At least nine people were killed and 11 remain missing after an Iranian missile struck the central Israeli city of Beit Shemesh on Sunday, making it the deadliest single attack on Israeli soil since the war began.
Police said more than 45 people were evacuated with injuries of varying severity, while search and rescue operations continued into the evening as teams worked to locate those still unaccounted for beneath the rubble.
The missile impact devastated a residential area in Beit Shemesh, a city of roughly 150,000 located about 30 kilometers west of Jerusalem. Photographs from the scene showed at least one house reduced to mangled concrete and twisted iron bars, with rescue personnel sifting through the debris.
Israel's Magen David Adom emergency services confirmed the death toll, saying EMTs and paramedics had pronounced nine people dead at the site. Police said contact had not yet been established with 11 additional people believed to have been in the area at the time of the strike.
Dozens of rescue workers were deployed to the impact zone, with heavy equipment brought in to assist the search for survivors. "Apparently, there are still people underneath," an AFP photographer at the scene reported, as teams continued to dig through the wreckage.
Yehuda Shlomo, an MDA paramedic, described arriving to find "heavy structural damage, smoke in the air, and a great deal of chaos, with dozens of frightened casualties emerging from damaged buildings."
The strike came as part of a rapid Iranian retaliation after the United States and Israel launched a wave of joint strikes against Iran on Saturday that killed Supreme Leader Ali Khamenei. Tehran's response continued into Sunday, with the Beit Shemesh attack representing the most lethal single strike of the escalating exchange.

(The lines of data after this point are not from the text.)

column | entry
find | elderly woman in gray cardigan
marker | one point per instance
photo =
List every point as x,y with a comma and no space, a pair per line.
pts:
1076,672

The killing of Khamenei, who had served as Iran's supreme leader since 1989, marked a dramatic escalation in the broader conflict and appears to have triggered an immediate military response from Tehran.
Sunday's attack carries echoes of the 12-day war between Israel and Iran last June, during which nine people were killed in an Iranian missile strike on Bat Yam, a city near Tel Aviv. The Beit Shemesh toll has already matched that figure, with the number expected to rise as rescue crews continue to search for the missing.
Police said search operations remained ongoing and urged residents to follow civil defense instructions as the security situation continued to develop.